Streven naar sociale verheffing in een statische stad; een kwart eeuw arbeid van de Maatschappij tot Nut van ’t Algemeen.

174 pagina’s Deze uitgave is niet meer te bestellen.

In Bergen op Zoom zijn de meeste leden van het in 1791 opgerichte departement van de Maatschappij tot Nut van ’t Algemeen patriot, een soort maatschappelijke avant-garde en ook voorstanders van een sociaal economische welvaartspolitiek. De bataafse Republiek wordt in 1795 op democratische gronden gesticht als opvolgster van de oligargische Republiek.

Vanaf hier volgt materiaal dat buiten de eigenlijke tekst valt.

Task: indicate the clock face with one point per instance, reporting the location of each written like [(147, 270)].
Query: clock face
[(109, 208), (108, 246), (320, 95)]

Driekwart van de vroede vaderen dan is lid van het departement. Er waait een nieuwe wind door het verstarde Bergen op Zoom. Het departement, gedecentraliseerd onderdeel van de in 1784 te Edam gestichte Maatschappij is een idealistische instelling, bewogen door “een teeder mededelijden met den staat des gemeenen mans”. De Maatschappij maakt zich verdienstelijk door prijsvragen, brochures, lezingen, schoolboekn, handleidingen voor onderwijzers, gepopulariseerde wetenschappelijke geschriften, bibliotheken en modelscholen voor kinderen uit de volksklasse.

Armen door onderwijs en opvoeding verheffen komt nu pas in de plaats van filantropische caritas, die armoede bij voorbaat als een individueel noodlot aanvaardt en erin berust. Het departement in Bergen op Zoom is het eerste in Staatsbrabant, ook daar vrucht van een diepgaande mentaliteitsverandering.

Die achttiende-eeuwse pedagogie richt zich o.a. op disciplinering door nuttige arbeid en naarstig gedrag. De Maatschappij en het Bergense departement staan sterk onder invloed van Verlightingsideeën, een tolerante opvatting over godsdienst met een pleidooi voor een redelijk christendom boven dogmatische verschillen.

De ‘Nutschool’ trekt 140, meestal, katholieke kinderen: liever neutraal dan gereformeerd protestants onderricht. In 1798 zijn er 112 Nutsleden op een bevolking van 4700.

De veelzijdige Bernardus Bosch, emeritus predikant, is de eerste voorzitter. Het departement geeft boekjes uit ter bevordering van het lezen, neemt een kwijnend instituut der Teeken- Doorzigt- en Bouwkunde over, richt een ‘Physisch gezelschap’ op, helpt mee aan het stichten van een begraafplaats buiten de stad, sticht een leer- en spinschool met ruim honderd leerlingen en moedigt de plaatselijke nijverheid aan. Niet alle initiatieven leiden, ondanks de sympathie van het gemeentebestuur, overigens to succes.